Cross-linked fruit-timing variants

The four most aroma-sensitive melomels — forest fruits, strawberry, raspberry and blueberry — each come in two linked versions: fruit-in-primary (deeper colour and body) and fruit-in-secondary (fresher, brighter aroma). Each version explains the trade-off and links to its sibling.

The recipe page

Open any recipe to find:

  • Scale — a slider (with metric / US / imperial readout) that rescales ingredients, nutrient sachet counts, pectic-enzyme doses and the cost estimate live. Sub-gram additions (pectic enzyme, metabisulfite, sorbate) show to two decimals so they never round to "0 g".
  • Ingredients — the scaled list.
  • Source your honey — see below.
  • Recommended yeast and Nutrient strategy — strain picks (top pick / also works / avoid) and a protocol (TOSNA or SNA) with recipe-specific notes.
  • Targets — OG, FG, ABV.
  • Brew cost estimate — using your configured prices.
  • Step by step — the day-by-day schedule.

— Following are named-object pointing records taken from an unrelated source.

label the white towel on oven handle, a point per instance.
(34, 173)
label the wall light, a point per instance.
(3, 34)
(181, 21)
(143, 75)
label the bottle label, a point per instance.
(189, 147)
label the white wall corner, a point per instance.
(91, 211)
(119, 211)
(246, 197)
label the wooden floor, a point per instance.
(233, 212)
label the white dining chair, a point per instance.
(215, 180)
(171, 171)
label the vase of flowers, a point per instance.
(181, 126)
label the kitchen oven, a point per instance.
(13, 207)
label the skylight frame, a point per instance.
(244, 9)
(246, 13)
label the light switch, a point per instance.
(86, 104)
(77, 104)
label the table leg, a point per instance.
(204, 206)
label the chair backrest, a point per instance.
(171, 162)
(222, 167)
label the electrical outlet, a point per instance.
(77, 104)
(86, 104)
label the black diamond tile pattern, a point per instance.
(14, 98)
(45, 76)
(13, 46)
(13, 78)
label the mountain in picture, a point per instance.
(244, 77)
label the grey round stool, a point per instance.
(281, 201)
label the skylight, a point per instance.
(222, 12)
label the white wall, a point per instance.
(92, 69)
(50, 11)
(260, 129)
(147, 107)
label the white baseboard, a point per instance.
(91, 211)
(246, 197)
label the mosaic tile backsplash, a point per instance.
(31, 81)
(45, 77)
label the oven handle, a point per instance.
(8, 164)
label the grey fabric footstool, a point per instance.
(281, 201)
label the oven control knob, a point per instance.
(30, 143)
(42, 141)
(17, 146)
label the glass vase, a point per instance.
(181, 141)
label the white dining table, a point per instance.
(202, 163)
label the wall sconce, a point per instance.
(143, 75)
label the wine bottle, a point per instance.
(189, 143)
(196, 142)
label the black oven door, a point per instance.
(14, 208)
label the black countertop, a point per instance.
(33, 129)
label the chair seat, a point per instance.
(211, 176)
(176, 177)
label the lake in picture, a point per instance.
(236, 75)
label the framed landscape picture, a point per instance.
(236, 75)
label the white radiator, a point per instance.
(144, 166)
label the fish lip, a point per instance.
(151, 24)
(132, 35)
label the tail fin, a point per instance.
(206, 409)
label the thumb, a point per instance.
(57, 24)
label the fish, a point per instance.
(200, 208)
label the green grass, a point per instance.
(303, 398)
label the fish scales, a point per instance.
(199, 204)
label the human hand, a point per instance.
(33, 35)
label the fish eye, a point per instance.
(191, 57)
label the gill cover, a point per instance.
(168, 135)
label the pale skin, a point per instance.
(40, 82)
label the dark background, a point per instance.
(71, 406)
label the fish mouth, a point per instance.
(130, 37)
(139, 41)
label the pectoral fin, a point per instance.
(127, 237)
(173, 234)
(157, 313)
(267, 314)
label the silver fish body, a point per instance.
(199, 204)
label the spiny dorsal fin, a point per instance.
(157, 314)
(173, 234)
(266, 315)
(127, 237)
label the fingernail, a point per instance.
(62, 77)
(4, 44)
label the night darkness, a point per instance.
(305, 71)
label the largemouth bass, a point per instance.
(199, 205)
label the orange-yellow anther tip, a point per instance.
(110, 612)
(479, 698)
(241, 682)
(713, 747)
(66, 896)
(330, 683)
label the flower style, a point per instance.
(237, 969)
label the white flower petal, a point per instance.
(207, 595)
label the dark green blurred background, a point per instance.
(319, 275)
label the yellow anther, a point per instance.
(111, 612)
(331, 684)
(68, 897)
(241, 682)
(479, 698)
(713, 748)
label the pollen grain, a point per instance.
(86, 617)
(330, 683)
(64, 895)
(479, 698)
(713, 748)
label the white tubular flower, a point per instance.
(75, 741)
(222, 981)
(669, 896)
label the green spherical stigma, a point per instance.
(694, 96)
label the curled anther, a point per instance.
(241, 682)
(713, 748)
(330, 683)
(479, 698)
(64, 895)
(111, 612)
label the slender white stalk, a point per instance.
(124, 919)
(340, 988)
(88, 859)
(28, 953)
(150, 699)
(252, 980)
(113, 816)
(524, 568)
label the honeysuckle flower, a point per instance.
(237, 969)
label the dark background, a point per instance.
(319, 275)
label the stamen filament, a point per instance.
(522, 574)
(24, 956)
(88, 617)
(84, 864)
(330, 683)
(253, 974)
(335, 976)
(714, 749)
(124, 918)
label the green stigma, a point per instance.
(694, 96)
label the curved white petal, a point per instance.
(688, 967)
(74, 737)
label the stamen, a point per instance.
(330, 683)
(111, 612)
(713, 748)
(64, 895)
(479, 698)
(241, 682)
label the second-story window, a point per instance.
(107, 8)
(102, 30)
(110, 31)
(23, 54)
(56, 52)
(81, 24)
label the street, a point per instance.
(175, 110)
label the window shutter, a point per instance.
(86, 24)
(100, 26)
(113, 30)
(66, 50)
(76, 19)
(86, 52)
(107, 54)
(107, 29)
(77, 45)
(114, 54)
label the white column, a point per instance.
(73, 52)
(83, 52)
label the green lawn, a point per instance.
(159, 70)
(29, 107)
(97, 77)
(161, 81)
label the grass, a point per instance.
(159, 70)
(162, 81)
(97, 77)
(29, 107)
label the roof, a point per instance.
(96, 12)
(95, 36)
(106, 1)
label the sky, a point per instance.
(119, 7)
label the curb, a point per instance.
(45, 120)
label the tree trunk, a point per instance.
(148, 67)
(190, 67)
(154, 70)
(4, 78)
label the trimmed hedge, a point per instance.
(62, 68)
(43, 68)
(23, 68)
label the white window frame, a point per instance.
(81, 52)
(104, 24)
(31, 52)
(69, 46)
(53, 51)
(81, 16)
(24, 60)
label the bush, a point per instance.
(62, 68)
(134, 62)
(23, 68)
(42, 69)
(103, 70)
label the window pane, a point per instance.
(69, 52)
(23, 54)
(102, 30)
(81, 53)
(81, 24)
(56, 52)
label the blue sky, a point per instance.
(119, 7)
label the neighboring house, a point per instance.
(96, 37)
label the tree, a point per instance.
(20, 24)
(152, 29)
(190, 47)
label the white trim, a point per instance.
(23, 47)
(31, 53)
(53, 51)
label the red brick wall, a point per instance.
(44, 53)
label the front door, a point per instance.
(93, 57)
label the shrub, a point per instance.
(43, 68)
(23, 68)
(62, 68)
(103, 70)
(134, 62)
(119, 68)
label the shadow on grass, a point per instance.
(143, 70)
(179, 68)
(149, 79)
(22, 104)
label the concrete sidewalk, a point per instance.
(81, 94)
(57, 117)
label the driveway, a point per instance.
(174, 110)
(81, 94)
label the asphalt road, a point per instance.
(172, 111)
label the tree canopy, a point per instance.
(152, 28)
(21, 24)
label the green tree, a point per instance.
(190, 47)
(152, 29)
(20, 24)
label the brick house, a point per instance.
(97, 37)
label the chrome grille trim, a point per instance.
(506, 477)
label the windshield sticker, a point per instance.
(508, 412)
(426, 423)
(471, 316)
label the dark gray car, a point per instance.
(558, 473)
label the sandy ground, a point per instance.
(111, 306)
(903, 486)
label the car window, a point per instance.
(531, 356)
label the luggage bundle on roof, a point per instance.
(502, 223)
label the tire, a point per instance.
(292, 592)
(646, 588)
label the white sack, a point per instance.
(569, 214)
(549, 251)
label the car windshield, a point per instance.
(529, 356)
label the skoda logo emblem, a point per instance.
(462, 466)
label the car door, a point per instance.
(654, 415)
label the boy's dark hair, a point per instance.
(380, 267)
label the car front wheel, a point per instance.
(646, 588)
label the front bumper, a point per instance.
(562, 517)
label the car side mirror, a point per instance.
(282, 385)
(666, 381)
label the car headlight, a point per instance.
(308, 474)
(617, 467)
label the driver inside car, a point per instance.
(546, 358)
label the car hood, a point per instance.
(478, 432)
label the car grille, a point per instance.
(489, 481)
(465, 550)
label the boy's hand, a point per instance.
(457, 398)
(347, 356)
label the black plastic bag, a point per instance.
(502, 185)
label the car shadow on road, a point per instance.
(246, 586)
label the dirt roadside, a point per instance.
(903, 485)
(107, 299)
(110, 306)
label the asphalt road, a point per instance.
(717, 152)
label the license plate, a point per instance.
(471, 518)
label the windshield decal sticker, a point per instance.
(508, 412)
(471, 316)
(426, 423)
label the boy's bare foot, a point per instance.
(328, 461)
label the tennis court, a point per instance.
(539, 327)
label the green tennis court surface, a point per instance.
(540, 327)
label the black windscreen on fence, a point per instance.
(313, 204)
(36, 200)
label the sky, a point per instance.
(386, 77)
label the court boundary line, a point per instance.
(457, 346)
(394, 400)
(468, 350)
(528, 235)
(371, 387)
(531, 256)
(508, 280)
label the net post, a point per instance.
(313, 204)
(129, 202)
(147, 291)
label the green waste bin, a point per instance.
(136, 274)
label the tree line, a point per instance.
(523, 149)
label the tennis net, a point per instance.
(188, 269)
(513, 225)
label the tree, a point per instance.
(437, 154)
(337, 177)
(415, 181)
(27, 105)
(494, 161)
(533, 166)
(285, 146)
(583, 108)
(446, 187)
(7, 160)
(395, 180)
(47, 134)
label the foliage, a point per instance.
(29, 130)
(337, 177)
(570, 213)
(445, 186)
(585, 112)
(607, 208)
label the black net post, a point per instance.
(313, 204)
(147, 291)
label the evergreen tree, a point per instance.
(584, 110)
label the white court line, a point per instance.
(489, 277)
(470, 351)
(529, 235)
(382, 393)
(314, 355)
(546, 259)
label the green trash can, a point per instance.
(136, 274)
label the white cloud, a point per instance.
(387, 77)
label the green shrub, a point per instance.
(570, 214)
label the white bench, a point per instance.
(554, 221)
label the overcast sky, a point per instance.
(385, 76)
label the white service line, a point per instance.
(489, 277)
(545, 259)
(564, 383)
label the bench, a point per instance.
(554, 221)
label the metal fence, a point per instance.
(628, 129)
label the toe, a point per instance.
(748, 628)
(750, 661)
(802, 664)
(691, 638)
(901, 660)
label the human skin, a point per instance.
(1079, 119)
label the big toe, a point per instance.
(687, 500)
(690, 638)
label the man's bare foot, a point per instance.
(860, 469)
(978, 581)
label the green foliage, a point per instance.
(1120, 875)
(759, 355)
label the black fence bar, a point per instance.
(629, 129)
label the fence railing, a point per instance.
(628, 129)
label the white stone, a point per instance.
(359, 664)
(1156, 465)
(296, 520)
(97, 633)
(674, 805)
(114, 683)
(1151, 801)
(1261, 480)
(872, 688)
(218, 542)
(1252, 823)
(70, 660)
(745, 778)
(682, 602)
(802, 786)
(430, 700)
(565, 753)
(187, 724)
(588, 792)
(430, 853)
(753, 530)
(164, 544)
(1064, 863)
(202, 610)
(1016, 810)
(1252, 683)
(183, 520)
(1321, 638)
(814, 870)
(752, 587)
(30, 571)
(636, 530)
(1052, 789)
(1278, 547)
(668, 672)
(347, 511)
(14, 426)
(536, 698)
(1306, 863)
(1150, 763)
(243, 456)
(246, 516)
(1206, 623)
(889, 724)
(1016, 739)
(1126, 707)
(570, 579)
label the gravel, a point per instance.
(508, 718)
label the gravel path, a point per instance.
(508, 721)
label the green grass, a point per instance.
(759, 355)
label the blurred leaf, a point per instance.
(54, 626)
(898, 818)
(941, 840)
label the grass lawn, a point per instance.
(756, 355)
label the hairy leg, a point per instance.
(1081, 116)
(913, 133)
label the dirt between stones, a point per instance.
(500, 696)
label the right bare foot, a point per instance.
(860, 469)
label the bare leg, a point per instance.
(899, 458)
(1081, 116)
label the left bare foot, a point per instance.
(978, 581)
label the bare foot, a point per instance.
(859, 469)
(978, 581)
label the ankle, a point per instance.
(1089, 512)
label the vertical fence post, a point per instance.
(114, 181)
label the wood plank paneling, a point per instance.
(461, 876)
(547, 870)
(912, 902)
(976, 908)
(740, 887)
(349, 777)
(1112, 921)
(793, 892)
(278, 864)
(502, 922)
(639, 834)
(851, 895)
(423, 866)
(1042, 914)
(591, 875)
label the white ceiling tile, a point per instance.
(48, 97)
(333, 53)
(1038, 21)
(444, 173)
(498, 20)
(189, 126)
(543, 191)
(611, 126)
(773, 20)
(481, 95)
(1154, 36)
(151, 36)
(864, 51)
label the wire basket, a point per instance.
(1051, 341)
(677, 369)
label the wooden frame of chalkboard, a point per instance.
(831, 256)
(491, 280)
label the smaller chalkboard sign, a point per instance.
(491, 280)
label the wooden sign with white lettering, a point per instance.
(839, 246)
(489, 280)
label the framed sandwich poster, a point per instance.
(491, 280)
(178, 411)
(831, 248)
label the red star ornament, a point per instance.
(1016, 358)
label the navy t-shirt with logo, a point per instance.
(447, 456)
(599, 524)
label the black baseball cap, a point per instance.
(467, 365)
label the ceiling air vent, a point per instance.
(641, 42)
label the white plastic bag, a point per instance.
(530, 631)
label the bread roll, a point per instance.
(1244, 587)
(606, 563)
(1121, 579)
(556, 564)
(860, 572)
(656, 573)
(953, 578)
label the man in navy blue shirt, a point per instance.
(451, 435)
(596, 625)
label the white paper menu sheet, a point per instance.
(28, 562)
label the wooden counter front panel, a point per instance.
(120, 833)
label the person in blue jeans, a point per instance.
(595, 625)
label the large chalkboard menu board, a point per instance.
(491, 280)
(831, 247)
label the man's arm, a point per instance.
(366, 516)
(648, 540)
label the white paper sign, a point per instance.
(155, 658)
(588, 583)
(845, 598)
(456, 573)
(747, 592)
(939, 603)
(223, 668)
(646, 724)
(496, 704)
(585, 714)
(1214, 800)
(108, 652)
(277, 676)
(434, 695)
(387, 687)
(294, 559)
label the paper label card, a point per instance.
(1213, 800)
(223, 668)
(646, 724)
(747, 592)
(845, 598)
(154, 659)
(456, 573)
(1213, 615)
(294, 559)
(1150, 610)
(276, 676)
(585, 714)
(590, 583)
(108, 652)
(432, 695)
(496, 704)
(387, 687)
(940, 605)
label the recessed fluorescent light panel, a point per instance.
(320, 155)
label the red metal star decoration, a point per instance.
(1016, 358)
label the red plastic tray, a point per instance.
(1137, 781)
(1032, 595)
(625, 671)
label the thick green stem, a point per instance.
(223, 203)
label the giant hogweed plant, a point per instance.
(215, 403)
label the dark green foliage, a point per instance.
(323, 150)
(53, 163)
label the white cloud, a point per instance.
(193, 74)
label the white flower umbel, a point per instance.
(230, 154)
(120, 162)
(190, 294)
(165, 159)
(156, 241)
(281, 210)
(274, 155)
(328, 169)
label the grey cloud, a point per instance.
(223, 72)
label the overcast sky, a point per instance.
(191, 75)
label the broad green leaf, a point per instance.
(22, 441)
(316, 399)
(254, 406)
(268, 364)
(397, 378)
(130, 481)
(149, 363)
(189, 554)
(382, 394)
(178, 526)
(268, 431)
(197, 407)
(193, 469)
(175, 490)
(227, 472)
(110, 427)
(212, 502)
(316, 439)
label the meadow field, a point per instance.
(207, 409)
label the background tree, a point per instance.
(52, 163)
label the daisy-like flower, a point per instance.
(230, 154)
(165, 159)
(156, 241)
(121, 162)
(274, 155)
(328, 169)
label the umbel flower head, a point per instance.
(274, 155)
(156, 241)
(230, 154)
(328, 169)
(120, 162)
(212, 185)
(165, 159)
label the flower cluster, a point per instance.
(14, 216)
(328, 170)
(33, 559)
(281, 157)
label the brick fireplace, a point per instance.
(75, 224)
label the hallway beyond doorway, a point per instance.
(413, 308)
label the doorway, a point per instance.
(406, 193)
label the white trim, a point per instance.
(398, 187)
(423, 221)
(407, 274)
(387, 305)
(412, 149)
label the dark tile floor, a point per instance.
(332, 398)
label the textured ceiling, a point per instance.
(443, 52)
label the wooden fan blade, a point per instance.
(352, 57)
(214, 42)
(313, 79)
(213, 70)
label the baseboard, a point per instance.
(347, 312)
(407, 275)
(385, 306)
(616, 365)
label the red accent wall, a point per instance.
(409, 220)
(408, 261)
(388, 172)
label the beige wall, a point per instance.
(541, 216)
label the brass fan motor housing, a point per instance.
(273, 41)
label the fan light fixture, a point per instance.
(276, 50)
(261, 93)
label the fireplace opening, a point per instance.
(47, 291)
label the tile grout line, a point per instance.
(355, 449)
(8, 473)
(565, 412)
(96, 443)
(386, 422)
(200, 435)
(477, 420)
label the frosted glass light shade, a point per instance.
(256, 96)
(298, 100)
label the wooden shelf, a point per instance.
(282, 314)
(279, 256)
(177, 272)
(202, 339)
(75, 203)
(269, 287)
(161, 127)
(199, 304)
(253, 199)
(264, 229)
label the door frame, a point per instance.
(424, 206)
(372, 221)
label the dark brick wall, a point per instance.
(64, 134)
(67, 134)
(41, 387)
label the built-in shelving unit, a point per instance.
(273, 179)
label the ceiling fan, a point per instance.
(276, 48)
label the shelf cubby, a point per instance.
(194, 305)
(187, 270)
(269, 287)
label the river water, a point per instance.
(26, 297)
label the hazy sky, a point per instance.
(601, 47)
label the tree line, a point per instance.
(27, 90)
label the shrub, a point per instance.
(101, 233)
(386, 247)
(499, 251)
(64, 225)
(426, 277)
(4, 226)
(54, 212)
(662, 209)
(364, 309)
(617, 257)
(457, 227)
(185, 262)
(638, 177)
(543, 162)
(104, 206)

Every honey, rated for the recipe

The "Source your honey" panel rates every honey in the library for the recipe you're viewing — a hand-curated verdict per pairing:

Badge Meaning
PRIMARY The honey the recipe is built around
✓ GREAT FIT An excellent match
✓ GOOD FIT Works well
**~ WORKABLE** Usable, but shifts the character — use with intent
✗ NOT IDEAL / CLASH Fights this recipe

Each entry includes a note on what that honey specifically does to this mead — flavour, aroma, colour, body, fermentation behaviour, handling and aging. Honeys you currently have in stock are highlighted and pinned to the top of their tier, so you can tell at a glance whether the jar on your shelf is a good choice. On desktop the list is a two-column grid; on a phone it's a single readable column.

Scaling, planning and brewing

From a recipe you can:

  • Brew This Recipe — start a live batch at the current scale
  • Plan a Batch — queue it onto the Fermenter Schedule and shopping list without occupying a vessel yet
  • Brew Session Planner — print a pre-brew checklist (scaled ingredients, equipment, sanitation steps)

Custom recipes & templates

Create your own recipes, fork a built-in one to tweak it, save reusable templates (variations), and mark favourites to pin them to the top.

The Recipe Designer

Don't want to do the honey maths? The Designer wizard asks for a style, batch volume, target ABV and sweetness, then works backwards to propose honey quantity, OG/FG targets, a yeast that can reach the ABV, a nutrient strategy, an ingredient list and a starting step schedule. Everything stays editable before you save or brew it.

Import & export

  • BeerXML — import recipes from other brewing software, and export yours.
  • PDF — produce a clean, print-ready version of any recipe.